Avoid Financial Account Phone Scams
The Michigan Department of Insurance and Financial Services (DIFS) is alerting consumers to an increasingly common scam in which victims receive a phone call or text from someone claiming to be from their financial institution in an attempt to gain access to financial accounts to steal funds.
In this scam, the victim receives a phone call or text message that appears to be from the financial institution's legitimate phone number with a technique known as "spoofing." In the call or text, the scammer lies to the victim about an issue with their account, such as an unauthorized purchase or overdraft, and then assures the victim that they can resolve the issue during that call or texting session. The scammer asks the victim to verify account credentials or personal information and then uses that information to log in and initiate transfers and transactions to steal money from the victim's account.

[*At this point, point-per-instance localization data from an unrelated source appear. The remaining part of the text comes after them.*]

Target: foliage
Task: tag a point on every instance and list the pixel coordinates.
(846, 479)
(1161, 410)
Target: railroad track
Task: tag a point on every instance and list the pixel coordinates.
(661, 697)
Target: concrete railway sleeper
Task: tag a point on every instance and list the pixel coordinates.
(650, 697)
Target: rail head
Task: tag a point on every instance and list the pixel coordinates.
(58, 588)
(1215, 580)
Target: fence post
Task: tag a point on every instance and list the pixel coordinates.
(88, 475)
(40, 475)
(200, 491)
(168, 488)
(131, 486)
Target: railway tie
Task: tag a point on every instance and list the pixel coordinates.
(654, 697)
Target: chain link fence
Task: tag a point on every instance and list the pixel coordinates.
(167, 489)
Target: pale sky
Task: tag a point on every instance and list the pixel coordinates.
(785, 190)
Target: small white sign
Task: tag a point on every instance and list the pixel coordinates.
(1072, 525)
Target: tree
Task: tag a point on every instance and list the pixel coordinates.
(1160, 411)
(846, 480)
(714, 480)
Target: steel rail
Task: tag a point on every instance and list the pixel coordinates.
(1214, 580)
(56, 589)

Under no circumstances should consumers provide a person calling them with information about their financial accounts. Here are the most important steps that consumers can take to avoid falling prey to these scams:
- NEVER give personal or account information to anyone calling YOU, even if the caller says that it is for "verification purposes." Personal information or identity verifying information should be provided only to organizations or companies that you have called or initiated contact with.
- If the person contacting you says that there is a problem that must be resolved immediately, hang up and call the phone number that you know will get you to someone who can be trusted with personal or account information. This could be the phone number on your debit or credit card, account statement, or on mailed correspondence from the company. Do not call phone numbers provided in text messages or voicemails by the person contacting you.
- Use multifactor authentication measures in addition to a password to log into accounts, such as a security code sent via text message or email. Do NOT provide this security code to anyone under any circumstances. Other multifactor authentication measures can include a scan of your fingerprint, retina, or face on a mobile device, or a passcode via an authentication app.
Individuals who believe they are a victim of fraud should first contact their financial institution or the company that the compromised account is with to attempt to resolve the issue.